What Makes an SEZ Successful?

While growth within SEZs is visible, the true success of the SEZ can be hard to gauge. When comparing an SEZ to its adjacent area, it may be easy to conclude that the SEZ is successful because it has more employment and investment. But in reality, the zone might actually be diverting resources from the rest of the country. While investment and people move into the zone, the creation of the zone itself may not have generated more economic activity in aggregate.

The most relevant factor in an SEZ's success may be its size. Larger zones where people actually live create communities that can integrate with the surrounding economy, often facilitating a transfer of technology. Korea's Songdo International Business District is a good example of this.

Besides being designated a “smart city,” it hosts a university campus hub. Korea is thus using the SEZ model to drive innovation and the transfer of human capital. This is very different from the industrial parks found in many developing countries that attract investors on the basis of cheap labor.

Economic Reforms vs. Politics

If SEZs really are beneficial, why do governments limit zones to a specific city or region? The answer, quite simply, is politics. In essence, SEZs may allow a government to look as though it is open to trade and thus gain political clout internationally. Meanwhile, it can maintain protectionism in the rest of the country, and thus benefit through the non-productive practice of trading exemptions from protectionism for favors and bribes.

Yet SEZs can also be a tool for political minorities to promote true liberalization. An example of this can be seen in China. In the 1970s, China had an extremely restrictive investment climate, which a group of Hong Kong businessmen with interests in China were seeking to change. While their interests of country-wide liberalization were not plausible, they did succeed in obtaining a liberalized zone where they could conduct business.

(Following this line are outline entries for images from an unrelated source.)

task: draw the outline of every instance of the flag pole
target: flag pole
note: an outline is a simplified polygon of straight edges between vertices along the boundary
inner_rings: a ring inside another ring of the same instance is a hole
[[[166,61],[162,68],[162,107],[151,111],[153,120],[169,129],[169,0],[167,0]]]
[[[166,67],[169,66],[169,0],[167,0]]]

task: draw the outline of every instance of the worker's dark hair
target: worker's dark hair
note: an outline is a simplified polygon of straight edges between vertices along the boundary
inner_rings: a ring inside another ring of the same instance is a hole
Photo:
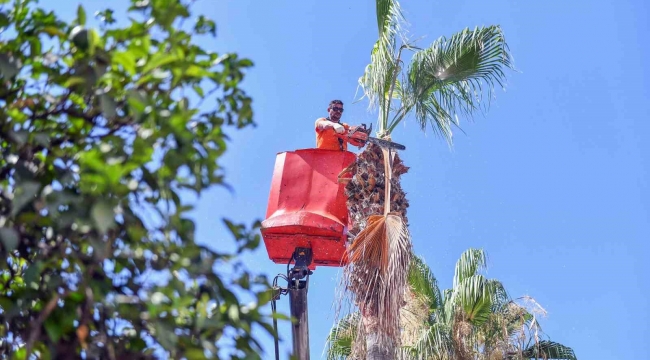
[[[341,100],[332,100],[332,101],[330,101],[330,105],[329,105],[328,107],[331,108],[332,105],[334,105],[334,104],[341,104],[341,105],[343,105],[343,101],[341,101]]]

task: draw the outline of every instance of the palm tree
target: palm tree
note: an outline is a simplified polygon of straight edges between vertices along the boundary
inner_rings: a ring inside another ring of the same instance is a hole
[[[422,130],[452,144],[459,116],[487,108],[495,85],[512,68],[499,26],[465,29],[417,48],[402,31],[397,0],[376,0],[379,38],[359,85],[371,109],[378,109],[377,136],[390,139],[396,126],[415,114]],[[404,58],[411,52],[410,64]],[[408,171],[399,156],[370,144],[349,168],[346,185],[350,241],[342,287],[361,311],[360,331],[367,359],[390,359],[400,341],[399,296],[407,284],[411,239],[408,200],[400,176]],[[343,303],[343,299],[341,303]]]
[[[573,350],[543,336],[538,316],[544,309],[532,298],[512,300],[495,279],[481,274],[486,255],[468,249],[456,263],[451,289],[440,291],[424,261],[413,256],[400,310],[403,360],[577,359]],[[339,321],[328,337],[327,359],[363,359],[358,341],[361,314]]]

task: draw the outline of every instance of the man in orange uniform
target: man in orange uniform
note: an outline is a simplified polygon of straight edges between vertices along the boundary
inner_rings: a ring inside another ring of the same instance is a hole
[[[348,149],[347,141],[336,136],[336,134],[345,133],[350,128],[350,125],[341,122],[343,101],[330,101],[327,112],[328,117],[316,119],[316,148],[346,151]]]

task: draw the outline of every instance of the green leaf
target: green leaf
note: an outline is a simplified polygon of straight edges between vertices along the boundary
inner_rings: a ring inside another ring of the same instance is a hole
[[[27,204],[34,201],[36,194],[41,190],[41,184],[35,181],[19,183],[14,193],[11,216],[16,216]]]
[[[18,232],[12,228],[2,227],[0,228],[0,241],[5,251],[11,252],[16,249],[18,246],[20,238],[18,237]]]
[[[86,79],[84,79],[81,76],[71,76],[61,86],[63,86],[64,88],[71,88],[75,85],[83,84],[85,82]]]
[[[129,51],[120,51],[113,54],[114,64],[122,65],[128,73],[135,74],[135,58]]]
[[[77,6],[77,22],[79,25],[86,25],[86,10],[79,4]]]
[[[63,326],[61,326],[61,323],[54,318],[48,318],[43,323],[43,326],[45,327],[45,331],[47,331],[47,335],[53,342],[56,343],[59,341],[63,334]]]
[[[144,66],[142,69],[143,73],[148,73],[151,70],[157,69],[161,66],[171,64],[172,62],[178,60],[176,55],[174,54],[166,54],[166,53],[158,53],[155,54],[149,62]]]
[[[106,201],[100,200],[93,205],[90,216],[100,233],[105,234],[115,226],[115,211]]]
[[[117,107],[117,104],[115,103],[115,100],[113,100],[112,97],[108,96],[108,94],[103,94],[99,97],[99,103],[100,106],[102,107],[102,113],[104,114],[104,117],[106,119],[113,119],[115,116],[117,116],[117,112],[115,111],[115,108]]]
[[[18,74],[18,70],[15,58],[9,57],[7,54],[0,54],[0,75],[5,79],[10,79]]]

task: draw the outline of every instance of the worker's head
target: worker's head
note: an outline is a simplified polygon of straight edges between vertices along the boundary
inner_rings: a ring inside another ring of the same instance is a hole
[[[327,107],[327,113],[330,115],[330,119],[334,121],[341,120],[341,115],[343,115],[343,101],[330,101],[330,105]]]

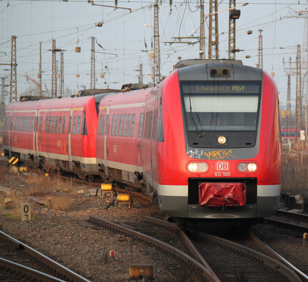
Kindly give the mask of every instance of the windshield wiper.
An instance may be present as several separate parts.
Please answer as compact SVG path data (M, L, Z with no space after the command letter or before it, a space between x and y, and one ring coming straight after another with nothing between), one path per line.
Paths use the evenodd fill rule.
M200 131L199 130L199 129L198 128L198 126L197 126L197 125L196 123L196 121L195 121L195 119L193 118L193 116L192 115L192 103L191 101L190 100L190 96L191 96L191 92L190 91L190 87L189 84L189 83L188 83L188 86L189 88L189 110L190 111L190 118L191 120L192 121L192 122L193 122L193 124L195 125L195 126L196 127L196 129L197 131L197 133L198 133L198 136L199 137L201 138L201 137L203 137L206 134L206 132L205 131L204 133L201 134L200 133ZM201 124L201 122L200 120L200 118L199 118L199 116L198 115L198 114L197 113L197 112L196 112L196 114L197 115L197 116L198 117L198 118L199 120L199 121L200 121L200 124Z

Once an SEZ starts growing, even its critics may realize the opportunities that zones can offer and choose to initiate more of them. As more SEZs are created, it may become obvious that reforms are beneficial and should be implemented countrywide. In China, as SEZs proved that foreign capital was more beneficial than harmful, the authorities moved to implement more liberal policies in the rest of the country.

Investment Implications

SEZs affect the business climate in which companies operate. When analyzing a company, analysts should not only study indicators like the level of economic freedom in the country as a whole but also note whether the company operates in an SEZ, where the business environment may be very different from that of the rest of the country or region. Additionally, countries that initiate promising SEZs have the potential for faster future growth.

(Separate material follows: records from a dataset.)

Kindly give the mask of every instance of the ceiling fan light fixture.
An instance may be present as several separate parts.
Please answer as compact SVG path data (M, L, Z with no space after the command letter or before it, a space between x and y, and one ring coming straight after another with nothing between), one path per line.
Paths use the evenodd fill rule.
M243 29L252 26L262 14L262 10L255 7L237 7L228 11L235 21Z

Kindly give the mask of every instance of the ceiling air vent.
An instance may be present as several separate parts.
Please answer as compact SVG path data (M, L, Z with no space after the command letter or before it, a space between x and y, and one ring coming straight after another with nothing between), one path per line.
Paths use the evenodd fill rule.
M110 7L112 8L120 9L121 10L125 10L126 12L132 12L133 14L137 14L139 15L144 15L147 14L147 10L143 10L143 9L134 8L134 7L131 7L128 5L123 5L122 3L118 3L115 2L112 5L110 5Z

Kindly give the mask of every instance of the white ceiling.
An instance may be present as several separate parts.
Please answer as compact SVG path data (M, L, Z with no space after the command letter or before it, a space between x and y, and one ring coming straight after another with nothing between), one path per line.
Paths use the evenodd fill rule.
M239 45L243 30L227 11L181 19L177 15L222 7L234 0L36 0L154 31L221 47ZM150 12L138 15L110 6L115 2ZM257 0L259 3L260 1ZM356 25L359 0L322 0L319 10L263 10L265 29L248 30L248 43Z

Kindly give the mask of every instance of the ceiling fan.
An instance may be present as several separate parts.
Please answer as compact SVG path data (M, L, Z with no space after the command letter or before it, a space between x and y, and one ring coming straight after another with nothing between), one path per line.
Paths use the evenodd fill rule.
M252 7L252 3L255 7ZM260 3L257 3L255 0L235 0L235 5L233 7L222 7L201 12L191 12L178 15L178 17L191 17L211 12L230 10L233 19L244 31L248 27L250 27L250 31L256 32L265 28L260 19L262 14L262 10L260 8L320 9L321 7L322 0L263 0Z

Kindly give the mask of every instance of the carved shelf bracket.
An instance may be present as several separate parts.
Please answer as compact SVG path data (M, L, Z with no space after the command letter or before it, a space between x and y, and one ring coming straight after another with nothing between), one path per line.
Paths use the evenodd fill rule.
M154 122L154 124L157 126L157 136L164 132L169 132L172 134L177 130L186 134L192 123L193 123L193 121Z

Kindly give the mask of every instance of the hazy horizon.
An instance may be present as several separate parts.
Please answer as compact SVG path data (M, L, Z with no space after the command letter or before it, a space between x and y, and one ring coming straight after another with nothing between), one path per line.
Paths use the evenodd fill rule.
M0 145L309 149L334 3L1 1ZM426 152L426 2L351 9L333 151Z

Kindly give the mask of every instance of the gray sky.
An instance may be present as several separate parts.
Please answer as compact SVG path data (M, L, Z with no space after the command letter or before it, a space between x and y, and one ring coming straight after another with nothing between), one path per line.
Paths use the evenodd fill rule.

Thus far, SEZs have relied primarily on fiscal incentives, but in the future their development may be driven more by regulatory incentives. Instead of simply lowering production costs, reduced or improved regulations may provide new opportunities for innovation and high-tech development.

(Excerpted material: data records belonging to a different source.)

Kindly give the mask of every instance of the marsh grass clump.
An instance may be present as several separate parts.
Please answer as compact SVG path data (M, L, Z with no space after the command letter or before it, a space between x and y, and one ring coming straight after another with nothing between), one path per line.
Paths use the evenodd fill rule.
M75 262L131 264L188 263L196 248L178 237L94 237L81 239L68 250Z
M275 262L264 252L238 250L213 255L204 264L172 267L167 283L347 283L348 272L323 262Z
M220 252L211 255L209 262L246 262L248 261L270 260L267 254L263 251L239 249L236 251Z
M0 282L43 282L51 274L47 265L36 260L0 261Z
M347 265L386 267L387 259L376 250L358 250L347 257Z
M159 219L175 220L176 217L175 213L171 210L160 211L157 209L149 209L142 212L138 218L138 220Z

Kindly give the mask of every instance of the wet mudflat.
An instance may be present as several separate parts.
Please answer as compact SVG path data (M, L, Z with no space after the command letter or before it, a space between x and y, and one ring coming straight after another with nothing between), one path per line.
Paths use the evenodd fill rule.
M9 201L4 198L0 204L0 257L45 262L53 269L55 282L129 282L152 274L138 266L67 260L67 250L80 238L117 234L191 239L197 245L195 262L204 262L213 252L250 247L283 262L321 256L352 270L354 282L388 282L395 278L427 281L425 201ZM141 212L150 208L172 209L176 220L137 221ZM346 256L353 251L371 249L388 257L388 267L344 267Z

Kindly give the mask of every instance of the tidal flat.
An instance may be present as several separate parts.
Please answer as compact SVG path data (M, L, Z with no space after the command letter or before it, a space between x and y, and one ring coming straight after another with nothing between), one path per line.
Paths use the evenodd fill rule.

Interestingly, populism, which is widely spread in the world today, may also drive the growth of SEZs. One feature of populism is nationalism, which leads to protectionism. And with increased protectionism, investors tend to demand more exemptions like those offered in SEZs.

That is actually how SEZs emerged in the United States. During the Great Depression, the Smoot-Hawley Tariff Act of 1930 discouraged shipping into and out of the country. In response, companies lobbied for zones that could function as if they were outside the customs borders, thereby allowing merchandise to be loaded and unloaded in certain areas without incurring tariffs.

SEZs offer opportunities for manufacturing, innovation, and real estate investments. Any investor studying a country, industry, or company may want to consider the impact of SEZs and the fiscal and regulatory benefits they have to offer.